Vielen stellt sich daher die Frage, wie weit die Kompetenzen gehen, die Ordnungshütern in der augenblicklichen Lage eingeräumt werden. Rechtsanwalt Christian Müller fasst es in einem Satz zusammen: "Sie dürfen relativ viel." Doch wie es in Rechtssachen häufig ist, liegt die Krux im Detail. In der Tat eröffnet das Infektionsschutzgesetz die Möglichkeit, das Grundrecht auf Unverletzlichkeit der Wohnung einzuschränken. Als Freibrief für Wohnungsdurchsuchungen gilt das aber nicht. "Es gilt grundsätzlich ein Richtervorbehalt", sagt er. Das heißt, es ist ein richterlicher Beschluss nötig, damit die Beamten die Wohnung betreten dürfen. Doch es gibt auch so etwas wie Gefahr im Verzug. Wird die als gegeben angenommen, so wäre das Betreten theoretisch auch ohne Entscheidung eines Richters oder Staatsanwalts möglich. Wie weit das wegen eines Verstoßes gegen die geltenden Bestimmungen zur Corona-Bekämpfung tatsächlich verhältnismäßig wäre, das müsste wohl im Einzelfall überprüft werden. "Es ist viel Fingerspitzengefühl nötig", sagt Christian Müller. Eine Rechtseinschätzung, die es weder den Beamten noch den Wohnungsinhabern leicht macht, sich in der jeweiligen Situation richtig zu verhalten.
Polizei hat Betretungsrecht

"Die Polizei kontrolliert auch die Einhaltung der geltenden Vorschriften im Zusammenhang mit der Infektionsschutzmaßnahmenverordnung", bestätigt Anne Höfer vom Polizeipräsidium Oberfranken. Sie stellt aber ebenso fest: "Zuständig für die tatsächliche Ahndung und Verfolgung ist aber nicht die Polizei, sondern die örtlich zuständige Kreisverwaltungsbehörde. Nach Übermittlung der polizeilichen Anzeigen werden dort nach erneuter Prüfung der vorliegenden Sachverhalte die Bußgeldbescheide erlassen." Gegen einen solchen Bußgeldbescheid kann der Betroffene dann Einspruch erheben und sich gegebenenfalls einen Anwalt nehmen.

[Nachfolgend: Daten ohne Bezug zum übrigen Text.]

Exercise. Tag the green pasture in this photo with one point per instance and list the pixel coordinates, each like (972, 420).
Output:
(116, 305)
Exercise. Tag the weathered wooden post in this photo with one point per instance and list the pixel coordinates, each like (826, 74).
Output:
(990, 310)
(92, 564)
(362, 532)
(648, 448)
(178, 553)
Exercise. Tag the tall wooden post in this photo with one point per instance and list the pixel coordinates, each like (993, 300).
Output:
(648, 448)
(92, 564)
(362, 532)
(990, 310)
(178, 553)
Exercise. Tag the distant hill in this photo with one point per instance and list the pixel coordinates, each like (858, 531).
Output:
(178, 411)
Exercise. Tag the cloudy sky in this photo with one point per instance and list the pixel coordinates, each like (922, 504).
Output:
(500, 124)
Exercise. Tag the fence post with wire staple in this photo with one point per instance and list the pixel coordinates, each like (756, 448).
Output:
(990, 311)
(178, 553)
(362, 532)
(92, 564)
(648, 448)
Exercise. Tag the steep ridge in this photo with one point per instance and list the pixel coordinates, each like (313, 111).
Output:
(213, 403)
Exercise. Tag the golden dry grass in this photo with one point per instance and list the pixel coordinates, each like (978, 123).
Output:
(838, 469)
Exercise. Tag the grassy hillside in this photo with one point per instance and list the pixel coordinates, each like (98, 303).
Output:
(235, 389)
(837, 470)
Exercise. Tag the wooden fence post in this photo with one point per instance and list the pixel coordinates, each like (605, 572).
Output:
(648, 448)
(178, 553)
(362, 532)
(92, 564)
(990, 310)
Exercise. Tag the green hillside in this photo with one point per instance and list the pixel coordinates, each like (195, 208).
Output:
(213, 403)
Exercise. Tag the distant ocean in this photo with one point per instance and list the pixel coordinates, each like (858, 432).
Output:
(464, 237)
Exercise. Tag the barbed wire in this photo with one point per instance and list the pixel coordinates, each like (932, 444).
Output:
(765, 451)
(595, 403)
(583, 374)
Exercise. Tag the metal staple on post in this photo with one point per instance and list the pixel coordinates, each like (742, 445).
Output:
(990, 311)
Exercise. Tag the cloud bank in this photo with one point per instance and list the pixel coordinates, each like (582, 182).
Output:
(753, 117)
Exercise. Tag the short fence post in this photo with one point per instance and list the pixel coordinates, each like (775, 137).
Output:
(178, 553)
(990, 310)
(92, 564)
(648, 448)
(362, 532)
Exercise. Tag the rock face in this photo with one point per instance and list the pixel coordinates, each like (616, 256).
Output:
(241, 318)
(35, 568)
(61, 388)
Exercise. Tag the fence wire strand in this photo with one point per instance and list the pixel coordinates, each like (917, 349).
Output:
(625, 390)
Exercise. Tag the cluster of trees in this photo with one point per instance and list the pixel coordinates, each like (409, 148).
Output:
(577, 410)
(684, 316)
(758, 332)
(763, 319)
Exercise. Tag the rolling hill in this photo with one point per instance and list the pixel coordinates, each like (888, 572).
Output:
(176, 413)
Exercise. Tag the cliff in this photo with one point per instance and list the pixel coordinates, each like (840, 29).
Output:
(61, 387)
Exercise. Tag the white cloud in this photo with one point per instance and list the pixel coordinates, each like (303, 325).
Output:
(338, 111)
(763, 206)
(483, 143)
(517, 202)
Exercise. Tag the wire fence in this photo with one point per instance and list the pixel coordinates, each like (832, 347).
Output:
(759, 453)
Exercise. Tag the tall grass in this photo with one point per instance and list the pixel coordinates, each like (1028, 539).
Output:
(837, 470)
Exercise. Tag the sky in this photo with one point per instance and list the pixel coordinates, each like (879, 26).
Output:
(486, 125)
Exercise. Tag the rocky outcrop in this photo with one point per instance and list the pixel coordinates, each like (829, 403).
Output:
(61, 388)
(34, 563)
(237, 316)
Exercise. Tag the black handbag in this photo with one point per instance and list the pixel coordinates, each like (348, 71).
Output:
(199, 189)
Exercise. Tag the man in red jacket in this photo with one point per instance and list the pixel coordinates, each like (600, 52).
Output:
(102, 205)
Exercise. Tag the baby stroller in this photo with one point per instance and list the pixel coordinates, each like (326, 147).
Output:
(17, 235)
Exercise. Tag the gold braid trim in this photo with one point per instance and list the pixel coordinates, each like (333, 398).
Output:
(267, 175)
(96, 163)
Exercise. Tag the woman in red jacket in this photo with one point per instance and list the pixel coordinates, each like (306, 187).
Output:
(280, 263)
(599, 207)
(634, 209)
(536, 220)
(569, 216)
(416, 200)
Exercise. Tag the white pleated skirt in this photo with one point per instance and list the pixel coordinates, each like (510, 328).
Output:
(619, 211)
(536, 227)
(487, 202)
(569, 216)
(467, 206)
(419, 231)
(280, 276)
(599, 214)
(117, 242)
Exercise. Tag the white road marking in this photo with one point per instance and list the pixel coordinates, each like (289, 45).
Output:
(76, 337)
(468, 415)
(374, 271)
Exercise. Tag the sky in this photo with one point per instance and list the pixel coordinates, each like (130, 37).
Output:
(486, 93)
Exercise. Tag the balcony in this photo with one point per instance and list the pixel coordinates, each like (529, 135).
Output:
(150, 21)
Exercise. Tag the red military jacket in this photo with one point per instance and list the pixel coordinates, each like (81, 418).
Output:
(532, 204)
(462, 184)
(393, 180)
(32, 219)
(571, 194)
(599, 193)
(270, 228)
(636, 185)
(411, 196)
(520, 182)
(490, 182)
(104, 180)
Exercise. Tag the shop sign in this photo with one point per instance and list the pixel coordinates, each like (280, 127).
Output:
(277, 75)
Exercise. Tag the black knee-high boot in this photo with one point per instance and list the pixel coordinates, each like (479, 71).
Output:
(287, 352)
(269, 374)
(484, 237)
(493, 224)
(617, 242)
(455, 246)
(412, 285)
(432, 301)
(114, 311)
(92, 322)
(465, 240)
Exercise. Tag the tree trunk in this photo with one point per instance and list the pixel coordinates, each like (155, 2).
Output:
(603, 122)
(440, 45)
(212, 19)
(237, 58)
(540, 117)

Damit eine Kontrolle sinnvoll durchgeführt werden kann, dürfen Polizisten unter Umständen auch eine Privatwohnung betreten. "Das Betretungsrecht, zum Beispiel für Wohnungen, ergibt sich für die Polizei bei einem Anfangsverdacht wegen einer Straftat, Ordnungswidrigkeit oder Gefahrensituation. Zu unterscheiden ist hierzu die Durchsuchung einer Wohnung", stellt Anne Höfer klar.


Zunächst muss aber die Polizei auch erfahren, dass es etwas zu kontrollieren gibt. "Immer wieder erhalten die Polizeidienststellen Hinweise aus der Bevölkerung zu verschiedensten Vorkommnissen. Darunter sind auch Mitteilungen in Bezug auf mögliche Verstöße gegen die Infektionsschutzmaßnahmenverordnung. Grundsätzlich werden die polizeilichen Einsätze, wie bisher auch, nach Priorität abgearbeitet."